Erbitte Hilfe zum Visum "Familienzusammenführung zum ungeborenen deutschen Kind" m

  • Das Visumhandbuch ist eine Verwaltungsanweisung des Auswärtigen Amtes, die Aallgemeine Verwaltungsvorschrift eine Verwaltungsanweisung des Innenministeriums. Beide sind eine Auslegung des AufhG, richten sich jedoch an unterschiedliche Bereiche der rechtlich als Einheit zu betrachtenden Verwaltung.

    AufenthG ist die Aufragsverwaltung der Länder für den Bund. Deshalb muss das AVV vom als Rechtsverordnung vom Bundesrat genehmigt werden. Seit 17 Jahren gibt es damit keine Rechtsverordnung mehr die vom Bundesrat genehmigt wurde. Dei Anweisunge des BMI sind für die Länder nicht verbindlich. Heißt seit 17 Jahren gibt es kein Verbindlichen Weisungen des Bundes für die Länder was AuenthG betrifft. Und ja das ist so gewollt damit jedes Land oder sogar ABH eigene Regelungen zuungunsten von Ausländern treffen kann.

    Das AufhG ist ein Bundesgesetz und insoweit in ganz Deutschland gültig und wie schon zuvor geschrieben haben "normiterpretierende Verwaltungsvorschriften" haben keinen normsetzenden Charakter. Gleichwoh hat der Bundesrat der allg. Verwaltungsvorschrift zum AufhG azuletzt m 26. Oktober 2009 (sofern ich nicht falsche Informationen habe) zugesetimmt, insofern gilt dies Verwaltungsvorschrift bundesweit. Aber noch einmaöl betont, handelt es sich nicht um eine autonome Rechtssetuzung, sonder lediglich um einen Akt, der die einheitliche Anwendung von Bundesrecht in den Ländern sicherstellen soll.

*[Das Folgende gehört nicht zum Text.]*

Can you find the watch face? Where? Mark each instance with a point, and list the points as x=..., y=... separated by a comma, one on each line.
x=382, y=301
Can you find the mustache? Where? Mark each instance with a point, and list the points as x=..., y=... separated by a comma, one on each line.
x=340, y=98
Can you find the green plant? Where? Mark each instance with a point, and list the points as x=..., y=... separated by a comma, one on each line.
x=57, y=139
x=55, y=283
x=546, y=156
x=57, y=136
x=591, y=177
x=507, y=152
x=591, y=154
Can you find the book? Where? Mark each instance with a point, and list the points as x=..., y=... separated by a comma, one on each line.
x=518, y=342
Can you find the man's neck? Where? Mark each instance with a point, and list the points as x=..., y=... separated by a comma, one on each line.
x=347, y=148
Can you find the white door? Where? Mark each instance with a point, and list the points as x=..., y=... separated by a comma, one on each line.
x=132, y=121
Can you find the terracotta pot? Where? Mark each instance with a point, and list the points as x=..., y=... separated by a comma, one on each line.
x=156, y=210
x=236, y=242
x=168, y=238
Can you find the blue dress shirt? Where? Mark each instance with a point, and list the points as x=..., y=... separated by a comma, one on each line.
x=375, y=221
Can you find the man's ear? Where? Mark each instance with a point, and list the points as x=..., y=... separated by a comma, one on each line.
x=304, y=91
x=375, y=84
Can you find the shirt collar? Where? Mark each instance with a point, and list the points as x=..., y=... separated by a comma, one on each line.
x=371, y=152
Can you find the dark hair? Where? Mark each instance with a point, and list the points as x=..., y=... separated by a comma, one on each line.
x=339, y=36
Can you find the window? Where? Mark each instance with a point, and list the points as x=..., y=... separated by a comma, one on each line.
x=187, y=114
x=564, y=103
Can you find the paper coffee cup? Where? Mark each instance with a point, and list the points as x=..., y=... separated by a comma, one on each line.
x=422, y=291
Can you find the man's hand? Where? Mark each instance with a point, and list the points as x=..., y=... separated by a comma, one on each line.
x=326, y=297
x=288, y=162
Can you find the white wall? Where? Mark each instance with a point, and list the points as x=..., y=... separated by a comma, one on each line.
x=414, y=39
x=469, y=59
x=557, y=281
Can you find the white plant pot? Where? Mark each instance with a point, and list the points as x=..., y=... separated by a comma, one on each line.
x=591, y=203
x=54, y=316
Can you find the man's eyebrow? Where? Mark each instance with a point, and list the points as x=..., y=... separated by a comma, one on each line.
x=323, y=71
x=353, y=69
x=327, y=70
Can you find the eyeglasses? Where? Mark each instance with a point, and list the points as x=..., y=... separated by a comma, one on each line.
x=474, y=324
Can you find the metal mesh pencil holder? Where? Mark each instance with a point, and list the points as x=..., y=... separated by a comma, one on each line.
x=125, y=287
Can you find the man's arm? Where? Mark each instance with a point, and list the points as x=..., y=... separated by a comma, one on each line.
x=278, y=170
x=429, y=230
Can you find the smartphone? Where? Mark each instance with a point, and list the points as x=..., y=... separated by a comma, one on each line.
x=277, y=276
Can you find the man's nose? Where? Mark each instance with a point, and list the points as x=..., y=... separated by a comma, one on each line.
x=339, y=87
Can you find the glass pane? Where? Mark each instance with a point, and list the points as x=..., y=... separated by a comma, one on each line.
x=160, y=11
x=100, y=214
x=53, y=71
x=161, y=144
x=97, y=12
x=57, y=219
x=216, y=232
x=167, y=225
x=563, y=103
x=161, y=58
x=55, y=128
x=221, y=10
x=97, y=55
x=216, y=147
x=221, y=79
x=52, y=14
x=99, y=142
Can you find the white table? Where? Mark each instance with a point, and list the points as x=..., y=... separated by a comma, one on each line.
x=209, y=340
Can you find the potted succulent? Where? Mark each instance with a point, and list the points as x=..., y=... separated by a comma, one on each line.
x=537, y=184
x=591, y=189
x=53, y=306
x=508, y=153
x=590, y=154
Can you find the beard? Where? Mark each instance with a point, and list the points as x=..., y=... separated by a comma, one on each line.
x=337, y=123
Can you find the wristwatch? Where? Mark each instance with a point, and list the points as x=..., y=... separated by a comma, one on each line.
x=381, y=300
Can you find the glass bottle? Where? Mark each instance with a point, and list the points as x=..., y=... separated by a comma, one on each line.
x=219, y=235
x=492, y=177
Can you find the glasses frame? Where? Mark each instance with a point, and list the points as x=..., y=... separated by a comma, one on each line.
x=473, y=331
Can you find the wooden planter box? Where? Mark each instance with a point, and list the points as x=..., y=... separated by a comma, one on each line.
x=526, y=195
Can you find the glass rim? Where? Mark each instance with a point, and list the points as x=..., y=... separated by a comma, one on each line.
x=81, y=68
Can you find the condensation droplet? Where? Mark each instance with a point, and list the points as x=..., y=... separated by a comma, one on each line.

    Ich denke aber auch, dass wir hier den Faden nicht überspannen und uns nicht in juristischen Detauldiskussionen verlieren sollten (auch wenn ich persönlich durchaus Lust darauf hätte aber darum geht es hier nicht).


    :-)

    Recht sehr zu wünschen,


    dass es in jedem Staate Männer geben möchte, die über die Vorurteile der Völkerschaft hinweg wären und genau wüssten, wo Patriotismus Tugend zu sein aufhört, ...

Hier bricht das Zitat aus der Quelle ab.